One year after Donald Trump’s election victory - politics as usual?

Posted on: 20 November 2017 by Dr Theresa Squatrito in 2017 posts

Donald Trump on TV

It's one year since Donald Trump was elected as President to the US. Has the Trump presidency been politics as usual, or are we witnessing a fundamentally new politics under Trump?

For many of us, the first inclination is to identify the ways in which Trump is an original experience for the US and the world. He is a president of superlatives. Remember how he has “the best words.” While Trump describes himself with superlatives, evidence suggests that they also characterize his presidency. Trump is by most accounts the least articulate president in memory. Some of Trump’s high-level appointments have been the shortest in history.

His gaffes are endless. His overall approval ratings are the lowest (38%) for a president at this point in their presidency. He has failed to have any signature legislative victories.

Do the superlatives reflect the transformation of presidential politics? Probably not. In fact, there is a lot of normal under the Trump presidency.

Trump has carved away at Obama’s legacy through the use of executive orders. Trump has rescinded and suspended Obama’s Clean Power Plan, which was a signature effort to reduce carbon emissions. He also reversed Obama’s halt to the Keystone XL and Dakota Access Pipelines. Trump has ended the Obama’s Deferred Action for Childhood Arrivals program, which protected undocumented immigrants who came to the US as children from deportation.

Trump has reinstituted the so-called “global gag rule” which prevents American foreign aid going to entities that provide or advise on abortion. He has begun to reduce subsidies that increased access to health care under the Obama administration. These are only some of the many executive actions Trump has taken to reverse the policies of President Obama. But, this is nothing new. American presidents typically use executive actions to undo their predecessor’s work.    

Trump is highly divisive. His positions on most things rally proponents and opponents alike. His comments on NFL players kneeling during the national anthem and confederate statues, for example, show he is “a divider and not a uniter.” While his positions on these issues have been shocking to many, and he simply could have avoided the incitation of huge national debates on these issues, presidents in recent memory have all been divisive.

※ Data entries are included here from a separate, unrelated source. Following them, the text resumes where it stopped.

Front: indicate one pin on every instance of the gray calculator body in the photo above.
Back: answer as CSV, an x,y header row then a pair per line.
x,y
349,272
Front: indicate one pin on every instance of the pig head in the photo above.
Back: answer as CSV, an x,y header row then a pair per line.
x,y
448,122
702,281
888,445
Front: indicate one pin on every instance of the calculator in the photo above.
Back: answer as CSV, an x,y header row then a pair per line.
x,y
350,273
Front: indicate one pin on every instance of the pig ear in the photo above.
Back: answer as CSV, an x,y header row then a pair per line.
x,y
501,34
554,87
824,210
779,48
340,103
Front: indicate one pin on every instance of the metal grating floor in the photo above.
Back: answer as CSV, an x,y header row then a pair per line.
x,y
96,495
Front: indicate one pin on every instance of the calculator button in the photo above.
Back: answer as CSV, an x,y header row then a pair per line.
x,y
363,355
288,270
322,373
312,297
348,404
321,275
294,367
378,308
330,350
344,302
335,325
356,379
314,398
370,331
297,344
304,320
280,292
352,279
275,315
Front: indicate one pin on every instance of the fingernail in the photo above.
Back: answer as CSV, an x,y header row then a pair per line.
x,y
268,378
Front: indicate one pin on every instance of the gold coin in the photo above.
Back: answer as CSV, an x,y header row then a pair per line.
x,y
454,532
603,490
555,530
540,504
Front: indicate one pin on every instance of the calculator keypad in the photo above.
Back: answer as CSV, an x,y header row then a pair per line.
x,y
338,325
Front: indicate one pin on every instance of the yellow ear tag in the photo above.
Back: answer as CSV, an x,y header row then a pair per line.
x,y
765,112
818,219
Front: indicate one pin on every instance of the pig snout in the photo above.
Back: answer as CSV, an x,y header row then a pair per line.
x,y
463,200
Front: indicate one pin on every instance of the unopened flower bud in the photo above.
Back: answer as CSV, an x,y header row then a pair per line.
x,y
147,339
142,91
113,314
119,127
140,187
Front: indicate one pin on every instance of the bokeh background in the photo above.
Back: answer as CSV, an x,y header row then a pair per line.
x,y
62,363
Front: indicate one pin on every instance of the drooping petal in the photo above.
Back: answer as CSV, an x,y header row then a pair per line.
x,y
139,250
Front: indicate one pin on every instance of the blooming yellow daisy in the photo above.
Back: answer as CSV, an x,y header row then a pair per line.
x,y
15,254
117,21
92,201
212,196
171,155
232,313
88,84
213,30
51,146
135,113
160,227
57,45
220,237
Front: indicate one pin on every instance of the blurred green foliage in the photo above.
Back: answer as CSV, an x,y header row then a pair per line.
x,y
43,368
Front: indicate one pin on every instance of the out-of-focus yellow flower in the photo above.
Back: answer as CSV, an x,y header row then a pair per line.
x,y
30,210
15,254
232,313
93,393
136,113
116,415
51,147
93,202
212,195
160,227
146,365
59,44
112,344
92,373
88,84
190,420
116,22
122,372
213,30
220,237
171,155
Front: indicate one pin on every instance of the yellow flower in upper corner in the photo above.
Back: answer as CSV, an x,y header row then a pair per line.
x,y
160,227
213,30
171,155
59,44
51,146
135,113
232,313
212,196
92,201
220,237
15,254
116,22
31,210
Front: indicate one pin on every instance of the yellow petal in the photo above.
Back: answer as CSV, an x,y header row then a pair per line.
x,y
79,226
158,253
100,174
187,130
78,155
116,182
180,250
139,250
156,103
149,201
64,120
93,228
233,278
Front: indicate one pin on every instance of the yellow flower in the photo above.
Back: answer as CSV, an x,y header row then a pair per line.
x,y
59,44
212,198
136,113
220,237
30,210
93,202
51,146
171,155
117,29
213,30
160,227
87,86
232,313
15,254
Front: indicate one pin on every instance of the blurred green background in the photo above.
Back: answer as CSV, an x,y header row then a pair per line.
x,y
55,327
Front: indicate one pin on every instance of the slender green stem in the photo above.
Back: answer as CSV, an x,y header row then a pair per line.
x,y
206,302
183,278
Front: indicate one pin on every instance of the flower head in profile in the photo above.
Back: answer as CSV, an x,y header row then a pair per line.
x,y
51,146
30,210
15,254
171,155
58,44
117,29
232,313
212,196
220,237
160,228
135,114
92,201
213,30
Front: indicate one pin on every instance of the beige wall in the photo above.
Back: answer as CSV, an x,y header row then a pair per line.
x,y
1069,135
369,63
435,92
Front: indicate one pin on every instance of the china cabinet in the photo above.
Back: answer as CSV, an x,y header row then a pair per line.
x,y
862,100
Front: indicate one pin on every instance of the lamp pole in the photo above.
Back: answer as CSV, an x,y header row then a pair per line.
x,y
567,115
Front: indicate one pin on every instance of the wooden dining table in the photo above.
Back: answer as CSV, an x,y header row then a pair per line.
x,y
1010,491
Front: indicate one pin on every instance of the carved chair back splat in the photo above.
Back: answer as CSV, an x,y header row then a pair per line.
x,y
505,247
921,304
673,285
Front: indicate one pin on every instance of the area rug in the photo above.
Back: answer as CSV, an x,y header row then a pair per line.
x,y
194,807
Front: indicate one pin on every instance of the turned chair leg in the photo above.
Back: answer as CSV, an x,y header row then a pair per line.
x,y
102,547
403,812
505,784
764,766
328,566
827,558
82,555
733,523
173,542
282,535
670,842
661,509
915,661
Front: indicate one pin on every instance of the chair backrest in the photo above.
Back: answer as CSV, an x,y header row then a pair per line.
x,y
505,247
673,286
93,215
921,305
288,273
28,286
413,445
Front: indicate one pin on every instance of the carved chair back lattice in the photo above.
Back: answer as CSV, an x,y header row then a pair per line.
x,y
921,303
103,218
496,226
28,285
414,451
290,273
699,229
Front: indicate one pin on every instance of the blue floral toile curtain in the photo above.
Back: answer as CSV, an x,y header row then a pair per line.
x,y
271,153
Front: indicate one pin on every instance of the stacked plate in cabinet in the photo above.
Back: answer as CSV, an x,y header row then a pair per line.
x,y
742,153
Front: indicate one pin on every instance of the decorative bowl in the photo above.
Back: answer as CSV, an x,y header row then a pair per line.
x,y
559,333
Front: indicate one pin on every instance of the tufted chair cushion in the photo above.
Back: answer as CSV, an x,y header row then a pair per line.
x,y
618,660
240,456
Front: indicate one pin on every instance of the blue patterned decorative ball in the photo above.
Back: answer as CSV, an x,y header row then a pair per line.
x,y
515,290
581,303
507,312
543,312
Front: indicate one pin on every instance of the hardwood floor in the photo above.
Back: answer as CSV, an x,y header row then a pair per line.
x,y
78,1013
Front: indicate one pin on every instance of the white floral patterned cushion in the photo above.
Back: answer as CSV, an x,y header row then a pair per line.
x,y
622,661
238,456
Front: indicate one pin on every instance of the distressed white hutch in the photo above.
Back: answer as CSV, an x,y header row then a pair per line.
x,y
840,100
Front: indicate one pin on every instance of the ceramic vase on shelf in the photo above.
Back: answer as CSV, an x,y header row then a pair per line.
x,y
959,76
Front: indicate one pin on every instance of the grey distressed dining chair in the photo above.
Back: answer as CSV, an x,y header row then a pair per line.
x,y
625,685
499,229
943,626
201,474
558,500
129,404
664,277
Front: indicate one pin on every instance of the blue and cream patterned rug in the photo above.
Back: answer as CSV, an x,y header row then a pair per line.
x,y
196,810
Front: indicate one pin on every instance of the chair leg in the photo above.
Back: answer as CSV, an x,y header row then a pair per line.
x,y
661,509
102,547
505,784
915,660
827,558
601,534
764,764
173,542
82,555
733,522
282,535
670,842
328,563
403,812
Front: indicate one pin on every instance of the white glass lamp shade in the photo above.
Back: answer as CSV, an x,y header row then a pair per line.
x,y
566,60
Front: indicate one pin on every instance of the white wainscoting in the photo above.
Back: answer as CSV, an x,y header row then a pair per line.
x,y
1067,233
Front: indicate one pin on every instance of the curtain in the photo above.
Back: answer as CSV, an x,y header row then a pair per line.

Obama was an amazing president to some, but on the other side of the alley, he was responsible for a decline of the American nation. GW Bush and Clinton were no better in this regard. In fact, Obama, Bush and Clinton all gave rise to a cohort of opponents who wanted nothing more than to see presidential failures and opposed most of what these presidents stood for. Presidents are divisive. In rare and extraordinary moments, some have been able to bring the nation together to rise about politics. Only time will tell if Trump has what it takes to unite the nation and show stellar leadership. But for now, he seems to lack such potential, while his presidency is merely politics as usual.